When Michelle Obama begins her six-day trip to China on March 20, she’ll disembark with her two daughters and an unusual diplomatic asset: her 76-year-old mother, Marian Robinson. She lives with the Obamas in the White House—the first “first grandmother” to do so since Elvira “Minnie” Doud, Mamie Eisenhower’s mother, according to Grandparents.com, which tracks such things.
It’s an unusual arrangement in the US, where over-65-year-olds make up more than 35% of people living alone—but not in China, where migration patterns, cultural tradition and an early retirement age often makes grandparents the primary child care providers. Like many Chinese grandparents, as well as those in India and many other parts of Asia, Robinson spends much of her time caring for her granddaughters Sasha and Malia, including taking them to school, going to school functions, helping with homework, and babysitting.
Robinson retired from her job as a bank secretary to play the same role for her daughter and son-in-law when they were on the campaign trail. But her inclusion in the China trip seems to be about diplomacy, not convenience.

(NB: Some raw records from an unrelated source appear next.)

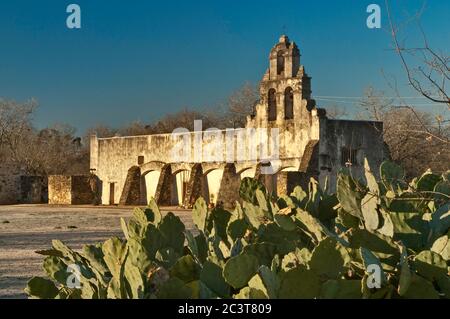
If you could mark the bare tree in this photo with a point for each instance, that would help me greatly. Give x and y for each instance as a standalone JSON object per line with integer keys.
{"x": 426, "y": 68}
{"x": 413, "y": 138}
{"x": 15, "y": 122}
{"x": 241, "y": 103}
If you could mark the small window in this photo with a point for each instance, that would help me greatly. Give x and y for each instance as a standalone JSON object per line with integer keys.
{"x": 349, "y": 157}
{"x": 288, "y": 104}
{"x": 272, "y": 105}
{"x": 280, "y": 63}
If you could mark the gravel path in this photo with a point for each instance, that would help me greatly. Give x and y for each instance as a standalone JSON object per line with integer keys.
{"x": 27, "y": 228}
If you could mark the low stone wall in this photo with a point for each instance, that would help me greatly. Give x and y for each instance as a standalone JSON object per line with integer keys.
{"x": 34, "y": 189}
{"x": 69, "y": 190}
{"x": 10, "y": 189}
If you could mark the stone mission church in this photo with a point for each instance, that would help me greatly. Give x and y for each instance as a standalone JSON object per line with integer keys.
{"x": 133, "y": 169}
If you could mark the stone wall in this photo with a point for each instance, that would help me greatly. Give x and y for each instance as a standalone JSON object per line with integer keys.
{"x": 69, "y": 190}
{"x": 10, "y": 192}
{"x": 34, "y": 189}
{"x": 296, "y": 139}
{"x": 363, "y": 138}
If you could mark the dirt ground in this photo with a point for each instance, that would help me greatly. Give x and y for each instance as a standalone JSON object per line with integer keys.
{"x": 25, "y": 229}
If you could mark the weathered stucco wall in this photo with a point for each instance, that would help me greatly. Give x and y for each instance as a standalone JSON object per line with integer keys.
{"x": 69, "y": 190}
{"x": 60, "y": 190}
{"x": 362, "y": 139}
{"x": 308, "y": 145}
{"x": 10, "y": 192}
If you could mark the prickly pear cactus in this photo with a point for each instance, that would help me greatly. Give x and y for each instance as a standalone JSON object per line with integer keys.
{"x": 375, "y": 238}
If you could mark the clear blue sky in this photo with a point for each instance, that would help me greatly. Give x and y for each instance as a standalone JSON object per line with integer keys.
{"x": 137, "y": 60}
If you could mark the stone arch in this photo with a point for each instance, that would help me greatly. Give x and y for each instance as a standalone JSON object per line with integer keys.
{"x": 180, "y": 181}
{"x": 212, "y": 179}
{"x": 151, "y": 166}
{"x": 288, "y": 103}
{"x": 179, "y": 167}
{"x": 150, "y": 176}
{"x": 246, "y": 171}
{"x": 272, "y": 101}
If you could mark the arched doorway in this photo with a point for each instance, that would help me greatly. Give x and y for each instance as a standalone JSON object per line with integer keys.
{"x": 150, "y": 182}
{"x": 179, "y": 187}
{"x": 212, "y": 179}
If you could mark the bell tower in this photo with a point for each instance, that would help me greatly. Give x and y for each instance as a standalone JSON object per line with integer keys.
{"x": 285, "y": 90}
{"x": 284, "y": 59}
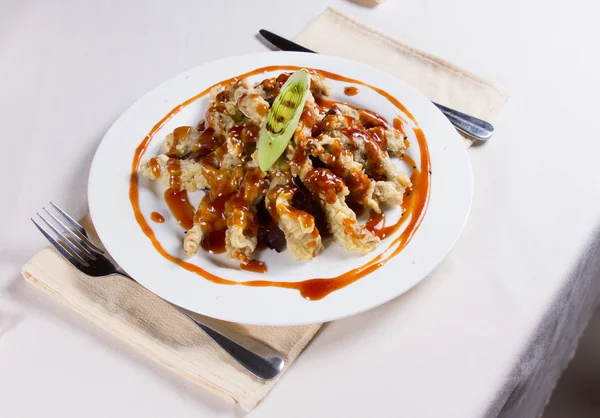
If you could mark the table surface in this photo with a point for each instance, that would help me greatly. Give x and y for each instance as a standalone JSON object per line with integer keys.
{"x": 446, "y": 348}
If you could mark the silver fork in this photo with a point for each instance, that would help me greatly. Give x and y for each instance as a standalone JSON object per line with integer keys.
{"x": 73, "y": 242}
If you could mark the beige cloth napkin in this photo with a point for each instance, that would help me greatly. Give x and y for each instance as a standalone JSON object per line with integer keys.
{"x": 334, "y": 33}
{"x": 135, "y": 315}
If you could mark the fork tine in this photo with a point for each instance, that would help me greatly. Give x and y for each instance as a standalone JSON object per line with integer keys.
{"x": 90, "y": 251}
{"x": 74, "y": 249}
{"x": 66, "y": 254}
{"x": 78, "y": 228}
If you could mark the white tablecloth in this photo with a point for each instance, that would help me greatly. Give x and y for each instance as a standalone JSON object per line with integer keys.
{"x": 489, "y": 330}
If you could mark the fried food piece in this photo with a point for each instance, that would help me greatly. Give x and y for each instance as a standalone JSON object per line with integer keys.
{"x": 331, "y": 191}
{"x": 175, "y": 173}
{"x": 250, "y": 103}
{"x": 303, "y": 239}
{"x": 240, "y": 214}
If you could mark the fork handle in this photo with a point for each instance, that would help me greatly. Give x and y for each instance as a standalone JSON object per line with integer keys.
{"x": 258, "y": 358}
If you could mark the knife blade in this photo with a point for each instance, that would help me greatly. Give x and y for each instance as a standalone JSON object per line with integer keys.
{"x": 282, "y": 43}
{"x": 470, "y": 125}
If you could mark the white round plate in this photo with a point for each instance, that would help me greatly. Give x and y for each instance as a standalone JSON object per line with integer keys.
{"x": 450, "y": 200}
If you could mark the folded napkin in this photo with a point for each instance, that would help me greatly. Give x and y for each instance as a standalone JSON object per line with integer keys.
{"x": 334, "y": 33}
{"x": 137, "y": 316}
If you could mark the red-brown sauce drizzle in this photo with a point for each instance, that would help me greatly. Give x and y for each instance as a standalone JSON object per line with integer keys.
{"x": 180, "y": 207}
{"x": 157, "y": 217}
{"x": 350, "y": 91}
{"x": 414, "y": 206}
{"x": 214, "y": 242}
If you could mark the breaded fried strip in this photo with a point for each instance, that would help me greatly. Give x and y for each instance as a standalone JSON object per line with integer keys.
{"x": 240, "y": 213}
{"x": 301, "y": 234}
{"x": 331, "y": 192}
{"x": 160, "y": 168}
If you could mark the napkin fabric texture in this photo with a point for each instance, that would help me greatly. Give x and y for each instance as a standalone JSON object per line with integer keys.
{"x": 334, "y": 33}
{"x": 132, "y": 313}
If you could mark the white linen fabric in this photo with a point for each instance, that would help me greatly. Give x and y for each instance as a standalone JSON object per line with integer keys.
{"x": 486, "y": 333}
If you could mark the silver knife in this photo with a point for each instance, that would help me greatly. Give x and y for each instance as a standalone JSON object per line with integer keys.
{"x": 470, "y": 125}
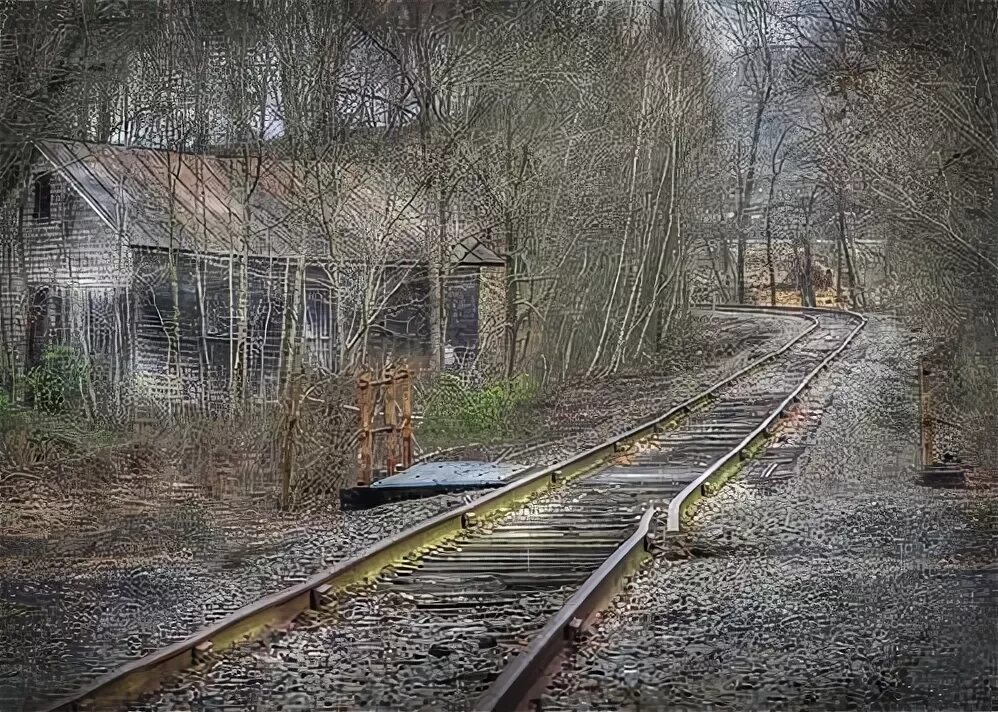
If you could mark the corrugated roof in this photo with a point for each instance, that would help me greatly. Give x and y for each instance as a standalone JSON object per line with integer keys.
{"x": 196, "y": 202}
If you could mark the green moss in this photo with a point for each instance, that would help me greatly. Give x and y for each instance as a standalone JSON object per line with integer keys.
{"x": 455, "y": 410}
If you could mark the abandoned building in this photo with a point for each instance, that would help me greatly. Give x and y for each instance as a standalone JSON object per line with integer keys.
{"x": 180, "y": 274}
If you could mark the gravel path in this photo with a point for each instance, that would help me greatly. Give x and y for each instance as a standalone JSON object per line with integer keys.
{"x": 844, "y": 586}
{"x": 73, "y": 608}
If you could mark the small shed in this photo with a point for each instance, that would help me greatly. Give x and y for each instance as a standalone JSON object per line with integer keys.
{"x": 182, "y": 272}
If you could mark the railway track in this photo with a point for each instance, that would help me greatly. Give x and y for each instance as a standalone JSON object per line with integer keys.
{"x": 468, "y": 610}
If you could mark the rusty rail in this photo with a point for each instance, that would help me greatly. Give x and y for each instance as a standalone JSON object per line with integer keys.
{"x": 395, "y": 390}
{"x": 522, "y": 678}
{"x": 522, "y": 681}
{"x": 260, "y": 617}
{"x": 715, "y": 475}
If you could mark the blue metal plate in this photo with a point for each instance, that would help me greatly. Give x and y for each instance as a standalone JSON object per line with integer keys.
{"x": 463, "y": 473}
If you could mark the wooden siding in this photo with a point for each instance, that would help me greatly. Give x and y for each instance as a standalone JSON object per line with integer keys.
{"x": 73, "y": 246}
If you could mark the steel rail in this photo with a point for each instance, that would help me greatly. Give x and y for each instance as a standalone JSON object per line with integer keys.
{"x": 715, "y": 475}
{"x": 268, "y": 613}
{"x": 513, "y": 688}
{"x": 522, "y": 680}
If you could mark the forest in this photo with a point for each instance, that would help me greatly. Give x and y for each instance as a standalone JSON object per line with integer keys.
{"x": 216, "y": 213}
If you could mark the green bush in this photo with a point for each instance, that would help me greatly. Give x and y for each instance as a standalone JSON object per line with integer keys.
{"x": 56, "y": 384}
{"x": 456, "y": 409}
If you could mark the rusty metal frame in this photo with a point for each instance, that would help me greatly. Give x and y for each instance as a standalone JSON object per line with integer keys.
{"x": 266, "y": 614}
{"x": 926, "y": 429}
{"x": 394, "y": 389}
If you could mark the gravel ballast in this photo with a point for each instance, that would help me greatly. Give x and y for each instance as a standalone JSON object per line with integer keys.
{"x": 72, "y": 611}
{"x": 847, "y": 585}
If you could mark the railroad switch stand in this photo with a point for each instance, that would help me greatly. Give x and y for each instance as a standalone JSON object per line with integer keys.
{"x": 393, "y": 391}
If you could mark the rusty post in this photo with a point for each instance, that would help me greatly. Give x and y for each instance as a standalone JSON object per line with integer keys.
{"x": 405, "y": 376}
{"x": 926, "y": 417}
{"x": 365, "y": 405}
{"x": 391, "y": 421}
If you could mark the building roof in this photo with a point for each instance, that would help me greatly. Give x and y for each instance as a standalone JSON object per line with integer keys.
{"x": 267, "y": 207}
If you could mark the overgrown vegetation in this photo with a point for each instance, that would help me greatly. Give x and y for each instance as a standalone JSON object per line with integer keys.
{"x": 456, "y": 410}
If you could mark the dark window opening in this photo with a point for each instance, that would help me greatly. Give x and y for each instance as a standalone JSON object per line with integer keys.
{"x": 43, "y": 197}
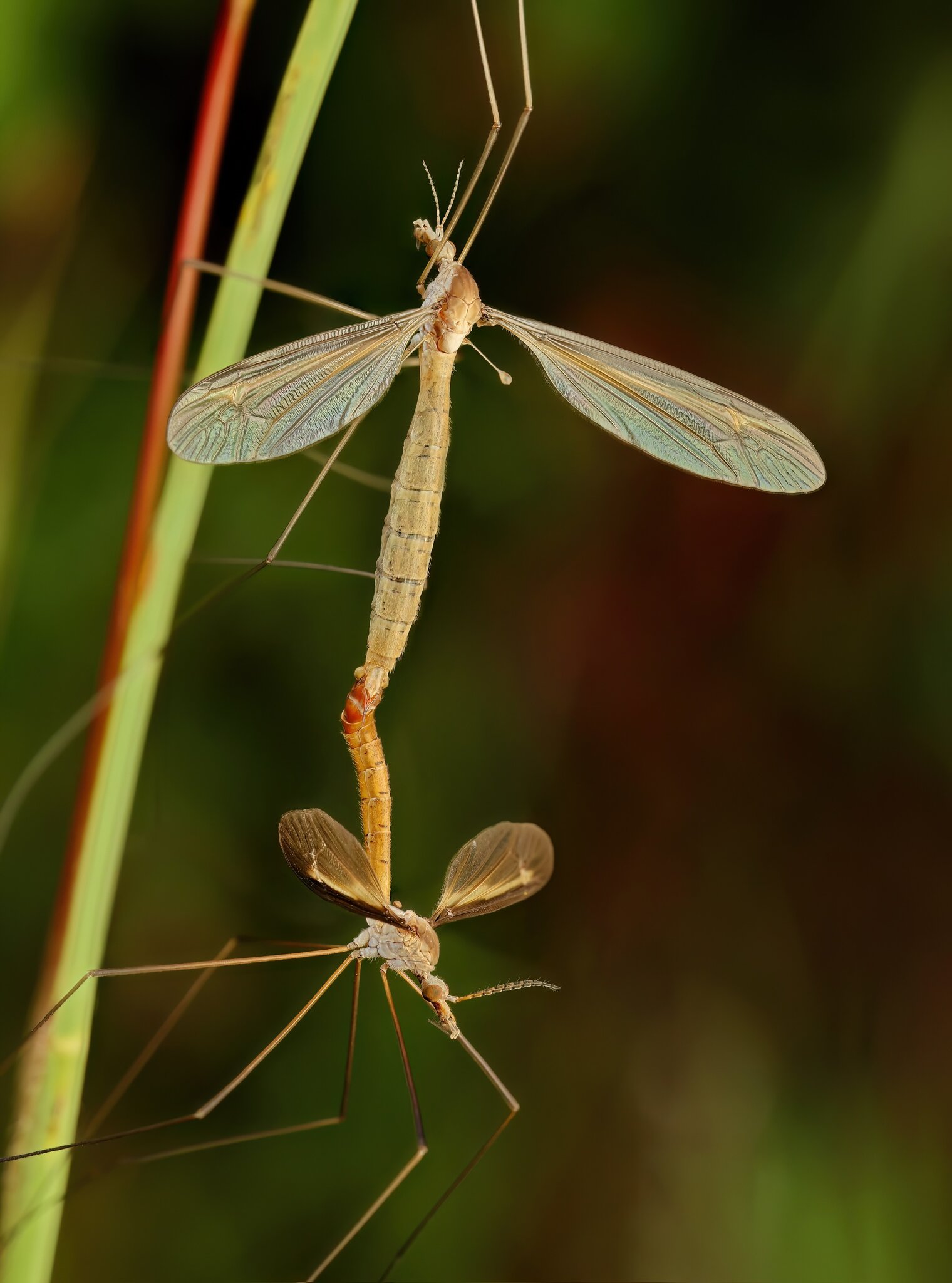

The Obamas “understand the significance as well of family and of three generations of family traveling together, which I think the Chinese will appreciate, and will appreciate the ties and the bonds that the Obama family have with one another across generations,” Tina Tchen, the US first lady’s chief-of-staff, told reporters ahead of the trip.
Obama’s trip comes as fears about China’s economy mount, the country flexes its muscles in disputed areas of the South China Sea and continues to crack down on dissenting voices on the internet and activists. But none of these will be topics on the trip, officials say, describing it instead as a way to spread the “power of American values,” and the importance of education. She won’t meet with Chinese president Xi Jinping, but will visit with his wife Peng Liyuan, visit schools and tourist highlights and eat lunch at a Tibetan restaurant.
China’s state media are certainly enthusiastic about the three generations of visitors, including Robinson in previews of the trip, like this one from China Daily:
Ahead of the trip, Chinese media are also zeroing on the two first ladies’ taste in clothes, which some feel is sympatico. So far, Robinson’s fashion sense has evaded scrutiny.